I’ve been following Jenna on social media for so long. I started watching her Youtube videos back when I first got into Booktube and I’m so thankful. Since I follow her on most social media, I’ve been seeing her updates about her writing this poetry book. I was so excited for the paperback to finally be released that I bought it the day it was. I’ve read some of the poems and they’re absolutely beautiful. You can tell the amount of hard work Jenna put into this and I have to say, this book is definitely worth more than the price on Amazon. So well done!

  • The Life Changing Magic of Tidying Up by Marie Kondo

I read this book last year on Audiobook and loved it. I did the Kon Mari method before and it worked wonderfully. I found this book in a thrift store recently and just had to pick it up for like $1. If I ever need to refer back to it, I can.

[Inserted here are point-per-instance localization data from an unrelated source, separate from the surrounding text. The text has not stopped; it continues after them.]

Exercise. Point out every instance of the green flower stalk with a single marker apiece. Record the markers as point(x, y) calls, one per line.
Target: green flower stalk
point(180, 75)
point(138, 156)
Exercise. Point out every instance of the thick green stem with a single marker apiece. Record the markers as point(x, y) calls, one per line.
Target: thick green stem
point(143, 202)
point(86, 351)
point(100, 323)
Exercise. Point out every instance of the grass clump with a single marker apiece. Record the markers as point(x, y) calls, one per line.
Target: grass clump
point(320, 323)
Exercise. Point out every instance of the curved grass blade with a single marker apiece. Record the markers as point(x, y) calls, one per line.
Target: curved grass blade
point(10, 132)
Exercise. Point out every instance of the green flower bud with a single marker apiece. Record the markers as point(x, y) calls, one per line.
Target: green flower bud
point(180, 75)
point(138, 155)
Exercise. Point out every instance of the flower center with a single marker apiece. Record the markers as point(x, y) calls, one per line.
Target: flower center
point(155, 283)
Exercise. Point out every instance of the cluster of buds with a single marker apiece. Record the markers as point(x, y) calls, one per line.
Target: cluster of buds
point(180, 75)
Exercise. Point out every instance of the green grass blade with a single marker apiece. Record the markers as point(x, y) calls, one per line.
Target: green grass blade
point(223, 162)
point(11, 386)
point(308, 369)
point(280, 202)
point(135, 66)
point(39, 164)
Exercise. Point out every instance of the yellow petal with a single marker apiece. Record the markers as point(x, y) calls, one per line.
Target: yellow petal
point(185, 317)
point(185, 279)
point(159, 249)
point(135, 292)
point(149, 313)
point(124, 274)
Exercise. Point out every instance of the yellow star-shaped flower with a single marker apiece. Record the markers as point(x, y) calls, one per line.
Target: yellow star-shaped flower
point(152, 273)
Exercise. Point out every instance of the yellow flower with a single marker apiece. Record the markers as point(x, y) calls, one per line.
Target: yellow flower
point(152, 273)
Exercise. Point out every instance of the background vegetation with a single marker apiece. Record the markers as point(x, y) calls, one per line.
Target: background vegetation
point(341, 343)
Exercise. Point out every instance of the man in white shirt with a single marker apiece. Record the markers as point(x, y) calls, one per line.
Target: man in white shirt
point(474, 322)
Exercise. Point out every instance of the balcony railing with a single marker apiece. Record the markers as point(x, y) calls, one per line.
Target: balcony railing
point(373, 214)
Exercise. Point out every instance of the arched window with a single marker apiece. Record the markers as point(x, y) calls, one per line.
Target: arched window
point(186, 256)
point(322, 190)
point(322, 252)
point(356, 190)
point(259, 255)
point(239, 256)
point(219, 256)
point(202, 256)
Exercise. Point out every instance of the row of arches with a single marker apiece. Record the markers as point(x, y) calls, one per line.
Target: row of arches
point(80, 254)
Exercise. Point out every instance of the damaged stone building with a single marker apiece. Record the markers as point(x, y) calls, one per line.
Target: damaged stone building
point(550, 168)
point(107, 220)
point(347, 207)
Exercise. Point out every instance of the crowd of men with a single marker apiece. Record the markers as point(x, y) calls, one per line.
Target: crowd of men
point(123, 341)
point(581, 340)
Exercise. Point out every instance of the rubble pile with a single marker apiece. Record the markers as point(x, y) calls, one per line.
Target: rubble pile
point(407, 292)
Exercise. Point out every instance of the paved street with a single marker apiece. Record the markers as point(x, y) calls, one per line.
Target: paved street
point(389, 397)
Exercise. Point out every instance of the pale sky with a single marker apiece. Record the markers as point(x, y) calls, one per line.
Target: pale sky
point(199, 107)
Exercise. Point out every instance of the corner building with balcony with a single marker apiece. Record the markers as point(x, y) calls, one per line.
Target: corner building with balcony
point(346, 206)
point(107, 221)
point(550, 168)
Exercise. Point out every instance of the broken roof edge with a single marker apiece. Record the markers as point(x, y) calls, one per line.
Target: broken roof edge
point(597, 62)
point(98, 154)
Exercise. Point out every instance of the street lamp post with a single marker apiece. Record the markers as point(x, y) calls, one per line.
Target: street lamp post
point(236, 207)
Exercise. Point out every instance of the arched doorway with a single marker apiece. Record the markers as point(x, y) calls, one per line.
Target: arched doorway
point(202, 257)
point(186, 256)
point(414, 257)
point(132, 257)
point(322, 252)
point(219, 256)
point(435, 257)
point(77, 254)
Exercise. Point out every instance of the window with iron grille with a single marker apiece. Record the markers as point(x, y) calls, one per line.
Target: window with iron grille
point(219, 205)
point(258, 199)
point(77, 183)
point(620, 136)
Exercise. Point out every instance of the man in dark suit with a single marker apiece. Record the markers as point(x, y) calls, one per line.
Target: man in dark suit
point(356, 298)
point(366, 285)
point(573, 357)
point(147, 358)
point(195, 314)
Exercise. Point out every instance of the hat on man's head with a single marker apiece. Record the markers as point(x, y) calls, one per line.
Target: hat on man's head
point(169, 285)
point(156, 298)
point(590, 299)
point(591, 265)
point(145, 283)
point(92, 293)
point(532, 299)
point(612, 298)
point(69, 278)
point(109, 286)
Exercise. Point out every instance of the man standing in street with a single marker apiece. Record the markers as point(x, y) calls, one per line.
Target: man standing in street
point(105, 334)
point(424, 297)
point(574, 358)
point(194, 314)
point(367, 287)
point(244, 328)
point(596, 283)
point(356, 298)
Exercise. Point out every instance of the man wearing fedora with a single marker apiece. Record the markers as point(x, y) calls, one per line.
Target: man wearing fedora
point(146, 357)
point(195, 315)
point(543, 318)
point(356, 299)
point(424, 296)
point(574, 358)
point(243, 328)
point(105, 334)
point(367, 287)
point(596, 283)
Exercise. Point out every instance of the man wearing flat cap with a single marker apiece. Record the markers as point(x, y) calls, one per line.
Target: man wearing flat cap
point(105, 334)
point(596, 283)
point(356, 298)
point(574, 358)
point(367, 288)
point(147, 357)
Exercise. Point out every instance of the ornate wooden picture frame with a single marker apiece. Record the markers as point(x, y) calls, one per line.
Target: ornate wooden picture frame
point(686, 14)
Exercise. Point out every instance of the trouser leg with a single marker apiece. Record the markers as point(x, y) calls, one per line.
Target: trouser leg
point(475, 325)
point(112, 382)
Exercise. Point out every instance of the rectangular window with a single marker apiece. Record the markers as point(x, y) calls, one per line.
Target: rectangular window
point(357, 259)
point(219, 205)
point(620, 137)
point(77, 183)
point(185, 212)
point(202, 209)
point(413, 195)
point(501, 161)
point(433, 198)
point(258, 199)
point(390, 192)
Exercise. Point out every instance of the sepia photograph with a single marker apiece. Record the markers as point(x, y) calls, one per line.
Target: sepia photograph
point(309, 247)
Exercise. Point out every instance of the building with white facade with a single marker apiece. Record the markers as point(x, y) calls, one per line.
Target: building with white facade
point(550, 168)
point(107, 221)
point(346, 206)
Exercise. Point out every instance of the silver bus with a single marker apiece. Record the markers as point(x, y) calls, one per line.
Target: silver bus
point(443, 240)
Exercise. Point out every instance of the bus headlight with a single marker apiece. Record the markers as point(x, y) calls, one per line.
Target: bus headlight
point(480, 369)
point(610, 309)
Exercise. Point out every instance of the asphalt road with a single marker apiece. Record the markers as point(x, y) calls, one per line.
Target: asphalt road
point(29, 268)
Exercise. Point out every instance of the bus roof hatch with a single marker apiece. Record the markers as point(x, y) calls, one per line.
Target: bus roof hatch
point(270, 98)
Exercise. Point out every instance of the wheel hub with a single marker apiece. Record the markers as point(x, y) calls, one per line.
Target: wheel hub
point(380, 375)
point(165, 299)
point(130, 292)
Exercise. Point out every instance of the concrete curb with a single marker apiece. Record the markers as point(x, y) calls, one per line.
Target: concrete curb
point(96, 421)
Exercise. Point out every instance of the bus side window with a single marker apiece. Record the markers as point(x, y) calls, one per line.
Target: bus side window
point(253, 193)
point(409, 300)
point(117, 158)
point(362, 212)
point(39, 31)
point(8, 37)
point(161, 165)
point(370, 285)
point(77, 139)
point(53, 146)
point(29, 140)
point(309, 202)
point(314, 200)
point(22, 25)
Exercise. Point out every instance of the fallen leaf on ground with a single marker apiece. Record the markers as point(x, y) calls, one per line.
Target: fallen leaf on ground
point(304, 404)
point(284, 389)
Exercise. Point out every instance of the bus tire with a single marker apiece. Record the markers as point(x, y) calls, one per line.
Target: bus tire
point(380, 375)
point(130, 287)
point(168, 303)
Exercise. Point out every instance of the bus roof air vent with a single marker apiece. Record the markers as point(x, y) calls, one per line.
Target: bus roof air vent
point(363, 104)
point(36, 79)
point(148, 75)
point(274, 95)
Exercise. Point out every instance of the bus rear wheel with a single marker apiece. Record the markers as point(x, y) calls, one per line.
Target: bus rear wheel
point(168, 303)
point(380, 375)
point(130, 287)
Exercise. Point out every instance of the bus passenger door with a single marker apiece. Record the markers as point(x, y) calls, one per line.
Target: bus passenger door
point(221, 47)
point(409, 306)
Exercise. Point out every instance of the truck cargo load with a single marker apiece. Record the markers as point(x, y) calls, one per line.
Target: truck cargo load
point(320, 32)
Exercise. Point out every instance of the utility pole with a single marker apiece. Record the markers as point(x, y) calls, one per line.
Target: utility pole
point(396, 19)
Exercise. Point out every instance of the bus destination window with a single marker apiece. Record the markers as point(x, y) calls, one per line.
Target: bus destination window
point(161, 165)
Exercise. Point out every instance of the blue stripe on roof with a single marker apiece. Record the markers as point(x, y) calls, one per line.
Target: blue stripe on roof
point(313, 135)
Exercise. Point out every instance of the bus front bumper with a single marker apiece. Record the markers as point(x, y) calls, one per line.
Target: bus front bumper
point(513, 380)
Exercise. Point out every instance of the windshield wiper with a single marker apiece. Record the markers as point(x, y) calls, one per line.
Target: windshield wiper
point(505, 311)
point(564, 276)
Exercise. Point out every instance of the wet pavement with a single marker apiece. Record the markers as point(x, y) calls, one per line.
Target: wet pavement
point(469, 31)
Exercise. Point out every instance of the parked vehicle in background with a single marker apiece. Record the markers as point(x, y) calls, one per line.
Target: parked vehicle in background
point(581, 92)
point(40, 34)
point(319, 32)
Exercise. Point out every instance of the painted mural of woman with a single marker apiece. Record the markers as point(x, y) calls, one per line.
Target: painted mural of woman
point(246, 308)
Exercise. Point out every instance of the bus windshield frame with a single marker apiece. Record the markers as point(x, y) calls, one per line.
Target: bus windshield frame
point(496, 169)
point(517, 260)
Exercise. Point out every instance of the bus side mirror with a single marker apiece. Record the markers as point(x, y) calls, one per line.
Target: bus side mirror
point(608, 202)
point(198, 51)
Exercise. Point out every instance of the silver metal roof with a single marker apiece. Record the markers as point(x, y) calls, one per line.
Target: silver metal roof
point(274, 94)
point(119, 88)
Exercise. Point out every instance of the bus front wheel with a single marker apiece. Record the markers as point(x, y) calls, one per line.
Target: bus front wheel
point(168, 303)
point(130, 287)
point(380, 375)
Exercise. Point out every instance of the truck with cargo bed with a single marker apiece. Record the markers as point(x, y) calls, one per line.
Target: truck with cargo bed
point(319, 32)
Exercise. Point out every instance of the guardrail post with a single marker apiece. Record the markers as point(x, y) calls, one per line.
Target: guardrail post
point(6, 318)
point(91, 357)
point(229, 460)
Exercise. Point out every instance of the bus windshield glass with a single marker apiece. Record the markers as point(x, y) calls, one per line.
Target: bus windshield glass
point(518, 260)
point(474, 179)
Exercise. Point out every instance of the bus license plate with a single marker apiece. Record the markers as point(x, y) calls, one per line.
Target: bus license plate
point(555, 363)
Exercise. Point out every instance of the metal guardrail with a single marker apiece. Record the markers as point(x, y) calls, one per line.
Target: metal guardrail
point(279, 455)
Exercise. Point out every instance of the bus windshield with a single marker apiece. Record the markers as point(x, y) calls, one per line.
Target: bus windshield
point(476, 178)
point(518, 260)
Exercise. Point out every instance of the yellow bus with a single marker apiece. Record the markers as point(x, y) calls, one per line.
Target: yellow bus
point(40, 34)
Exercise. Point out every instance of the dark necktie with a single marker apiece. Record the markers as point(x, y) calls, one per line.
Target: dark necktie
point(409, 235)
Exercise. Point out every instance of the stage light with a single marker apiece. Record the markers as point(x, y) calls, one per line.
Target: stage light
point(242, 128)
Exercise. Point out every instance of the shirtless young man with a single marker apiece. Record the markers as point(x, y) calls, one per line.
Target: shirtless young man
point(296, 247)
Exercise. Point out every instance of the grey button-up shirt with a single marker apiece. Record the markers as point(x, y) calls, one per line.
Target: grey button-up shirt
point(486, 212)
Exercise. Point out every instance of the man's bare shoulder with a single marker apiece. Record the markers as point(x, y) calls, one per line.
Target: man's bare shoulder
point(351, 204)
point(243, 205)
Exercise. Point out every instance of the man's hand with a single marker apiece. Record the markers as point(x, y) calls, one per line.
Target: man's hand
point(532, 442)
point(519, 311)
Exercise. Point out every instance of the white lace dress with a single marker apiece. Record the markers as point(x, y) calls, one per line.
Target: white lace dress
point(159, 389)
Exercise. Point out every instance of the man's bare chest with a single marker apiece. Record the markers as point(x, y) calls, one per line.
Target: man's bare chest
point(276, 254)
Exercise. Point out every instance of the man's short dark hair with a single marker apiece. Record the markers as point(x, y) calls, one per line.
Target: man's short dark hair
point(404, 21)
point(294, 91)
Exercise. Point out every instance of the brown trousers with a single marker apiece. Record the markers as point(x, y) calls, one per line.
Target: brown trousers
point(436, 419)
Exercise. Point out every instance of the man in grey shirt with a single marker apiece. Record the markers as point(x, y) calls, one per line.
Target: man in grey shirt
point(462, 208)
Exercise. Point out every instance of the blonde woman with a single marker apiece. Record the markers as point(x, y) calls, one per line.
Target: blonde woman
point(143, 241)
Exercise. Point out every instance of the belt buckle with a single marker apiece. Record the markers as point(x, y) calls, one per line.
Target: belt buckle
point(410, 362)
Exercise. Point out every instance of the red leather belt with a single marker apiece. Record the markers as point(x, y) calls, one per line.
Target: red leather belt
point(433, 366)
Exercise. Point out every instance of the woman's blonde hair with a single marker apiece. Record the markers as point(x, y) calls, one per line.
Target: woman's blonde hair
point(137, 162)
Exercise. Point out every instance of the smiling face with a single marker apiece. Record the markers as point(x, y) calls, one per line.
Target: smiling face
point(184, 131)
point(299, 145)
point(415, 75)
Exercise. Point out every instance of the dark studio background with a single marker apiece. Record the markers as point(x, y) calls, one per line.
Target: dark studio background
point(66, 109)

  • All the Light That We Cannot See by Anthony Doerr

This book has been on my TBR for so long and I was lucky enough to find a hardcopy in the thrift store the other day. If you don’t know what it’s about, here’s a short description:

“From the highly acclaimed, multiple award-winning Anthony Doerr, the stunningly beautiful instant New York Times bestseller about a blind French girl and a German boy whose paths collide in occupied France as both try to survive the devastation of World War II.”

 

 

 

Alright, I know. This was a lot of books. But, I’m so excited to talk about all of them with you and have truly enjoyed the ones I’ve already read. Not to mention, I recently did a pretty big unhaul that I forgot to report to you all. I can’t even remember half the books I got rid of but so glad these wonderful books have taken the spots!

I’ve also received and read some lovely ARCs through NetGalley and have reviews for those up as well so check them out!

 

 

If you want to buy any of these books, buy them at your local bookstore or at Barnes & Noble!